Jean Cocteau aconselhava aos jovens escritores que fizessem a seguinte invocação: livrai-me, Senhor, de escrever o livro esperado.
Na verdade, o livro esperado é uma tentação muito veemente. Há um estilo esperado, há um ritmo esperado, há imagens esperadas, adjetivos esperados. Há sobretudo ideias, sentimentos e emoções ansiosamente esperados. Em resumo, quer nos círculos em que os best-sellers triunfam, quer nas rodas intelectuais mais requintadas, há em cada época, um conjunto de necessidades ideais ou estilísticas que configuram as obras antes que elas sejam escritas. Escrevê-las, o que é um certo modo plagiá-las, é tornar-se imediatamente um contemporâneo. O contemporâneo não precisa entregar-se ao hábito de pensar: tudo está pensado para ele. Não precisa encontrar a sua forma, o seu estilo: ambos estão feitos. O contemporâneo, entretanto, é um ser de excepcional habilidade: tem um invejável faro, um instinto apurado. Ele equaciona o seu problema pessoal nos seguintes termos: produzir a obra que não seja uma cópia de outra qualquer, mas que obtenha resultados idênticos àqueles conseguidos por este ou aquele livro já consagrado manifestamente.
Outra questão se coloca diante do contemporâneo: para acertar mais de cheio no alvo, ele deve distinguir o seu público.
E ele o escolhe entre a meia dúzia de grupos que reconhece, separadamente, a meia dúzia de escritores mais expressivos ou mais aclamados.

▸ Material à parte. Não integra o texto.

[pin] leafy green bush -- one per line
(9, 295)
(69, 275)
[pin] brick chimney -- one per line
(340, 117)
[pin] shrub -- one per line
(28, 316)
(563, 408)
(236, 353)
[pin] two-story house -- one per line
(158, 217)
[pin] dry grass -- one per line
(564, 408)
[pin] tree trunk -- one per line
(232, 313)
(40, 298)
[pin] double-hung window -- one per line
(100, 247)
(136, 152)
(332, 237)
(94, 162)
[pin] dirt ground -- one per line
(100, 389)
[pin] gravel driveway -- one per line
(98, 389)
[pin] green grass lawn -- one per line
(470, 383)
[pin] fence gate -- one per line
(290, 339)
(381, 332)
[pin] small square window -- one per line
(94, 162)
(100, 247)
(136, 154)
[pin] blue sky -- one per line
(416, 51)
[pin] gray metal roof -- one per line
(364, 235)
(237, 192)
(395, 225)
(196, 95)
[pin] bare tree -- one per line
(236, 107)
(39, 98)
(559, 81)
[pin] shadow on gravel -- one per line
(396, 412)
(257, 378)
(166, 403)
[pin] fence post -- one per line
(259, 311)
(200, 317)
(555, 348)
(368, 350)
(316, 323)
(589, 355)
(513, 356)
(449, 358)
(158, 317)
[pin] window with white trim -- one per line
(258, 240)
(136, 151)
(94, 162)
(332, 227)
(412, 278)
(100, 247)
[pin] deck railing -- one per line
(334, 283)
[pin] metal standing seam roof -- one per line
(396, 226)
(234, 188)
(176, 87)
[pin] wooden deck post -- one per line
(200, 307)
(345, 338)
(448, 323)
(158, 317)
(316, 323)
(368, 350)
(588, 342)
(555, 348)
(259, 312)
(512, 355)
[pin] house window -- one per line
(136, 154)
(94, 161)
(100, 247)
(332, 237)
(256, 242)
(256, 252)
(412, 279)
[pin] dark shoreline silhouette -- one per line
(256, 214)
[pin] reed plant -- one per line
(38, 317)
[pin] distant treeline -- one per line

Em outras palavras, o contemporâneo visa penetrar clandestinamente numa freguesia alheia, obtendo para si um pouco dos aplausos que um escritor mais antigo monopoliza totalmente. Sendo esperto, ele consegue imediatamente atrair a simpatia de um grupo, um grupo inexoravelmente convicto de suas ideias morais, estéticas e políticas.
E como os grupos mais avançados de uma época se não se admiram pelo menos se respeitam mutuamente (porque é necessário não dar força aos passadistas), o contemporâneo começa a ser um escritor respeitável. Passa, então a escrever em série obras para um “leitorado” fixo, pré-existente.
O contemporâneo não aventura nunca, acerta sempre. Hoje, no Brasil, ele jamais escreveria uma “Ode a Júpiter”: não há público. E jamais lhe passa pela cabeça que uma boa “Ode a Júpiter” poderia criar um público, o seu próprio público.
Não, ele percebe de que forma deve escrever: não percebe nunca de que forma poderia escrever. O seu grande sinal, o que o caracteriza como a cruz ao cristão, é o automatismo: ele responde mecanicamente ao que se espera que se diga. Nisto, é inexcedível. O que ele não consegue transpor é a sua época.